Very strange GC behaviour

(Brian Schröder) #1

Hello Geert,

The next version of ruby will contain another GC. IIRC it will be a
two byte reference counting GC. I'm no expert in this domain, so I
can't tell what will be the implications of the change.

Regarding your proposal to replace the hash with an avl tree. If you
look at the hash sources, you will see that it already uses a tree for
storage. Already we use the name hash only for the abstract data type,
the same thing that is called a map in c++.

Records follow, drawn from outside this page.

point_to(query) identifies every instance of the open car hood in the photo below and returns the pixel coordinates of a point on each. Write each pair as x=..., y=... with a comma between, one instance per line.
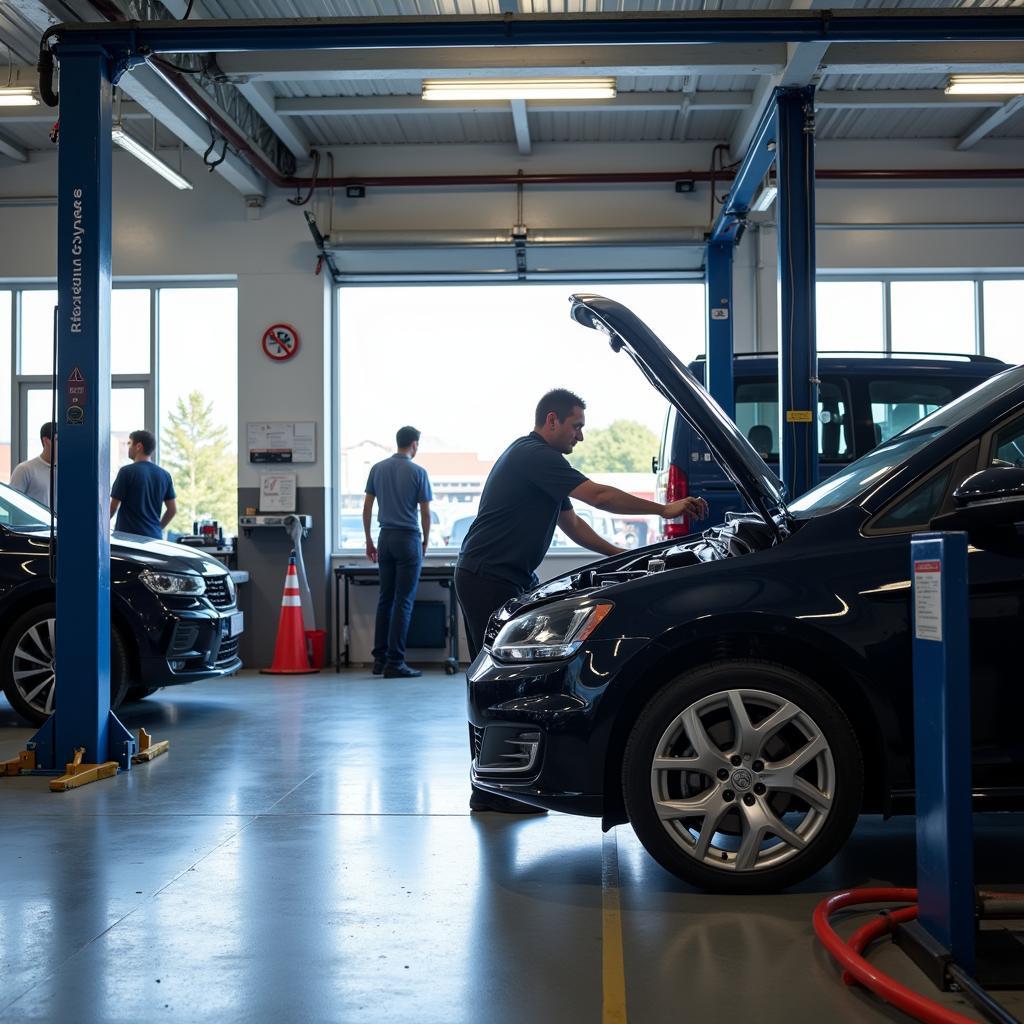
x=761, y=488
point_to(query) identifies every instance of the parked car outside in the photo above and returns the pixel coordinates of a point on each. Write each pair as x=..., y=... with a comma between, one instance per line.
x=862, y=401
x=173, y=613
x=740, y=695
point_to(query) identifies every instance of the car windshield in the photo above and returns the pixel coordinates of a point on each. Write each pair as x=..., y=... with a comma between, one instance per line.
x=18, y=512
x=865, y=472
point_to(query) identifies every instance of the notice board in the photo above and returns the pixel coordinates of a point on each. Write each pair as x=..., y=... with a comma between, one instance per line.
x=276, y=442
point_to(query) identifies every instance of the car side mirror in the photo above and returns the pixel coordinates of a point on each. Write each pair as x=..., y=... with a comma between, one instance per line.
x=991, y=499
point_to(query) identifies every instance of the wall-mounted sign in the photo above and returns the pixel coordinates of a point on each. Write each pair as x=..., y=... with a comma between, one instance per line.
x=281, y=441
x=281, y=341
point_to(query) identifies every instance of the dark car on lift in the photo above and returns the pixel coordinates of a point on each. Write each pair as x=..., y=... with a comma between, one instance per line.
x=741, y=694
x=173, y=612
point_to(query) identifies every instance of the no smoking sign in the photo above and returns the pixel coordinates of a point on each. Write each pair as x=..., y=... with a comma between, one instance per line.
x=281, y=341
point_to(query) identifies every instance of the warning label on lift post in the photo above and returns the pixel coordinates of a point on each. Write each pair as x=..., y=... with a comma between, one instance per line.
x=928, y=600
x=76, y=391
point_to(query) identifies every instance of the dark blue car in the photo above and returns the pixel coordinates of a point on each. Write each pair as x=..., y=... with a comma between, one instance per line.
x=741, y=694
x=862, y=401
x=174, y=616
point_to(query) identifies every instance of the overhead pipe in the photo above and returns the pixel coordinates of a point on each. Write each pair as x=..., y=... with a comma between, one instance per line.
x=503, y=238
x=201, y=101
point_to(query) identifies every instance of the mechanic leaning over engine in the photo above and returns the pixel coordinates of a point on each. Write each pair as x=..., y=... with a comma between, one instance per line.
x=525, y=496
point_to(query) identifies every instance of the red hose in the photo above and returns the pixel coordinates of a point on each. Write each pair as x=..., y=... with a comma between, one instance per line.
x=856, y=969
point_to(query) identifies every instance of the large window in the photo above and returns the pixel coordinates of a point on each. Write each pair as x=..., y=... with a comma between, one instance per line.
x=850, y=316
x=952, y=314
x=190, y=333
x=466, y=366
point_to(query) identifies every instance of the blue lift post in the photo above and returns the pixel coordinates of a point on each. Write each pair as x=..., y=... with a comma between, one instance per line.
x=718, y=276
x=83, y=717
x=784, y=136
x=797, y=266
x=942, y=757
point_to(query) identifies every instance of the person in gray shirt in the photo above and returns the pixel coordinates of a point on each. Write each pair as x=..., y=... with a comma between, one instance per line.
x=33, y=476
x=402, y=495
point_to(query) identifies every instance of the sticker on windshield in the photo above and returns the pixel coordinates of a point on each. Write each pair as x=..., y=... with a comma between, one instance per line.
x=928, y=600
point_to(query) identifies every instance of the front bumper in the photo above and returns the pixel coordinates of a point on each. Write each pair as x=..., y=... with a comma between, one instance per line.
x=186, y=640
x=540, y=732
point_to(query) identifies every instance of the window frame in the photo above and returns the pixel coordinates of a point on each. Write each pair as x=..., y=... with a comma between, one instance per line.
x=887, y=280
x=448, y=553
x=150, y=383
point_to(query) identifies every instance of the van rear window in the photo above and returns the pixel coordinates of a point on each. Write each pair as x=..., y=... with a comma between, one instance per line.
x=899, y=402
x=757, y=417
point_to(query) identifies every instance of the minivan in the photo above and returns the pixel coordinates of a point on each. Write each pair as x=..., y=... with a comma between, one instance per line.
x=863, y=400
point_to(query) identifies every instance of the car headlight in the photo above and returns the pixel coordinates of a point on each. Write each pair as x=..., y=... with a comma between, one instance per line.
x=548, y=633
x=173, y=583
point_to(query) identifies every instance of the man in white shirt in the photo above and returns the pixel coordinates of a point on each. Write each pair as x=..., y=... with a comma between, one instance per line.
x=33, y=477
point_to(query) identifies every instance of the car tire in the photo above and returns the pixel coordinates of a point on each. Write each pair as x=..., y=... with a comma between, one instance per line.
x=28, y=681
x=773, y=799
x=139, y=692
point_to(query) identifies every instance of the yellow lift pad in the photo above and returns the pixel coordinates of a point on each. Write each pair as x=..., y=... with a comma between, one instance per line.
x=77, y=774
x=147, y=750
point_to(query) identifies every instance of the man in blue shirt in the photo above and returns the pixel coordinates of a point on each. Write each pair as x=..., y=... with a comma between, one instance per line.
x=525, y=496
x=402, y=494
x=141, y=489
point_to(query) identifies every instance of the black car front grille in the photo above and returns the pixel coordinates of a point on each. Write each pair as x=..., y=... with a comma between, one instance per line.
x=228, y=651
x=219, y=593
x=183, y=640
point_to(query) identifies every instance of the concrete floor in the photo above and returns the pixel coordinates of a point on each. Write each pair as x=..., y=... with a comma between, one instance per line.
x=304, y=853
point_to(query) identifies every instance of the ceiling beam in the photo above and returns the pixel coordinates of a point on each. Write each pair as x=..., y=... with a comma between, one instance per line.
x=990, y=122
x=260, y=96
x=12, y=151
x=832, y=99
x=801, y=68
x=507, y=61
x=923, y=58
x=288, y=107
x=520, y=121
x=42, y=115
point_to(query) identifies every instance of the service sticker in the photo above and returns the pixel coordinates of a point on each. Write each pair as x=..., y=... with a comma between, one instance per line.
x=928, y=600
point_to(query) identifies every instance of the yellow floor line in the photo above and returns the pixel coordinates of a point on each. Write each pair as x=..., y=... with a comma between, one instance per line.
x=612, y=965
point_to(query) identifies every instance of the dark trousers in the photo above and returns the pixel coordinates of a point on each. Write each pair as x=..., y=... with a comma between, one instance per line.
x=478, y=597
x=399, y=555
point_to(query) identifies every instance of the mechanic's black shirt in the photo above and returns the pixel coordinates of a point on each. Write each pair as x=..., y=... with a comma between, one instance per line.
x=525, y=491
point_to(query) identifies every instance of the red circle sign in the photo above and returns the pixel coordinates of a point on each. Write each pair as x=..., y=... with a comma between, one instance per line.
x=281, y=341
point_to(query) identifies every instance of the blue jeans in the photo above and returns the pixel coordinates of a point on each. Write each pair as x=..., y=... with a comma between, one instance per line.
x=399, y=555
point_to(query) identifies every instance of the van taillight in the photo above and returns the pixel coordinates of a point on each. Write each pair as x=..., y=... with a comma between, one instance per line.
x=676, y=489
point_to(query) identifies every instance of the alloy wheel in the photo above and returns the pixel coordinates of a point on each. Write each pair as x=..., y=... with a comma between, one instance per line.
x=742, y=779
x=32, y=666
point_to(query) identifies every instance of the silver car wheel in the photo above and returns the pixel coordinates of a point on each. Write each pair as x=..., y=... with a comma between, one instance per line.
x=742, y=779
x=32, y=666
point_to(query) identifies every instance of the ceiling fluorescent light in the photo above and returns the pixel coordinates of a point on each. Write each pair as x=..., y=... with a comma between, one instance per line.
x=985, y=85
x=764, y=199
x=17, y=96
x=519, y=88
x=120, y=137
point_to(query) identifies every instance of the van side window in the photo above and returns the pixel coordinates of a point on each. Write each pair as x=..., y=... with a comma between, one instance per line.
x=898, y=403
x=1008, y=450
x=918, y=508
x=757, y=417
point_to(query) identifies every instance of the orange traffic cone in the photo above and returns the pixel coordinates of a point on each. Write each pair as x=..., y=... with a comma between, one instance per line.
x=290, y=657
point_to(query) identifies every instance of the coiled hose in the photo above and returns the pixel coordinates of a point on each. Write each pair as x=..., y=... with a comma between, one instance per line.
x=858, y=970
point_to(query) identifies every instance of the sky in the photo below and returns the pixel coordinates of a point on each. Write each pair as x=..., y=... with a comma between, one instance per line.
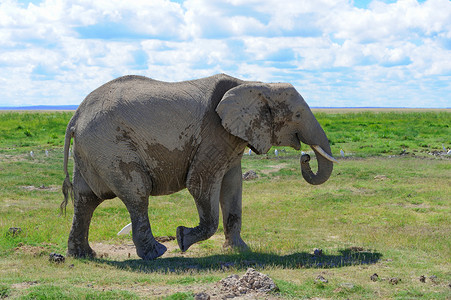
x=337, y=53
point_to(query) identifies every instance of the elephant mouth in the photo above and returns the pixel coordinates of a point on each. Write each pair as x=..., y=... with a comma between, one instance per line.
x=296, y=142
x=297, y=145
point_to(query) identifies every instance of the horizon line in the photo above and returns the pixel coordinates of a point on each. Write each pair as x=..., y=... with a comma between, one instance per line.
x=74, y=107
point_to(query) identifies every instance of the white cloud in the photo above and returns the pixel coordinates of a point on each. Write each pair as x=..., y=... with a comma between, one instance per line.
x=58, y=51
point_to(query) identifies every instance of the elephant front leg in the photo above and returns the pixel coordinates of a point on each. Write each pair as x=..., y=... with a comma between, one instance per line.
x=230, y=199
x=78, y=245
x=207, y=202
x=146, y=246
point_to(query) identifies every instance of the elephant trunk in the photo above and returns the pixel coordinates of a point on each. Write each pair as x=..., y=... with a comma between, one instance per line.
x=325, y=162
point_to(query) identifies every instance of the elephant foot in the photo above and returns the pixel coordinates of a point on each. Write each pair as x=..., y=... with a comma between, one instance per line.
x=80, y=251
x=188, y=236
x=182, y=231
x=236, y=244
x=155, y=251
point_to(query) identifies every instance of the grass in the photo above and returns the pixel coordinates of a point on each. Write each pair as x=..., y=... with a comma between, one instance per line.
x=379, y=213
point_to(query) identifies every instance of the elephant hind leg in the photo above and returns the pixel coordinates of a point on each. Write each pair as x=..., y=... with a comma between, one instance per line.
x=85, y=203
x=133, y=185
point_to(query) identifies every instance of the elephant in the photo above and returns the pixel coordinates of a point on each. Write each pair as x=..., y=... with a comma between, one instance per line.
x=135, y=137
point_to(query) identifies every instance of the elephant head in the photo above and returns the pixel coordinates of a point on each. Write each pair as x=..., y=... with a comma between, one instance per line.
x=276, y=114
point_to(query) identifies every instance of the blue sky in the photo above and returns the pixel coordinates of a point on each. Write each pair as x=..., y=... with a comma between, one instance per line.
x=337, y=53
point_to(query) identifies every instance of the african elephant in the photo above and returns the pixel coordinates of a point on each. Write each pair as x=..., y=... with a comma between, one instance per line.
x=135, y=137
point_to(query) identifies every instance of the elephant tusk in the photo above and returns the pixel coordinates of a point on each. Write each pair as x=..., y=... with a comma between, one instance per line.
x=324, y=154
x=126, y=230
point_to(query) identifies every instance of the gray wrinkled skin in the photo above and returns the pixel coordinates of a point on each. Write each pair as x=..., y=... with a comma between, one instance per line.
x=135, y=137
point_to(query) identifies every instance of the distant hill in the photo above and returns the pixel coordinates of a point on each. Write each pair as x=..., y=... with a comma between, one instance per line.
x=40, y=107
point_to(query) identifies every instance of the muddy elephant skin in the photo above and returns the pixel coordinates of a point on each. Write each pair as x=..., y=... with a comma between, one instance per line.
x=135, y=137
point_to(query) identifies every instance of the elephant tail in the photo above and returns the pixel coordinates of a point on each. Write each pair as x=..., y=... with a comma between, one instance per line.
x=68, y=190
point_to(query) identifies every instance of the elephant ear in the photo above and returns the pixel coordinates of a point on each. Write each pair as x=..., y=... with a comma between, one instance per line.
x=245, y=113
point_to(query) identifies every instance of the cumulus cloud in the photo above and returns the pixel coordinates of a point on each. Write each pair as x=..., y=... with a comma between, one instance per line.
x=336, y=53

I'd suppose that the two times speedup you observed comes from storing
the data in c-structs instead of ruby objects, not from the hash
implementation. The algorithms and datastructures of the ruby c-code
are already pretty good.

But I think that a number of well developed basic datastructures, such
as a real hash, a b-tree a designated queue, deque, priority queue
etc. would be a nice addition to the standard library. Especially
together with duck typing one could start with a simple array that
supports all operations and exchange it against the optimal
datastructure at will.

regards,

Brian

···

On 24/08/05, Geert Fannes <Geert.Fannes@ikanconsulting.com> wrote:

The c avl tree indeed keeps its data in c-format, not by using ruby objects since that would indeed not give any gain (and I'd have to write some mark and sweep functions). I will check my code and define all the variables in the most outer loop. Together with more regular checking, hopefully I can keep the memory under control. Thank you very much for this advice.

On a more general level, I have the feeling the GC is not exactly doing what it should be doing. Perhaps some extensive investigation can lead to improvement of this. Do you know who to contact to find out IF GC is behaving differently from what is expected and how things can be improved? I would like to contribute, but ofcourse some help from people with experience and GC knowledge is crucial. Should I post the essence of my problem on the ruby-core list? Do you have any idea if things are different in the 1.9 version?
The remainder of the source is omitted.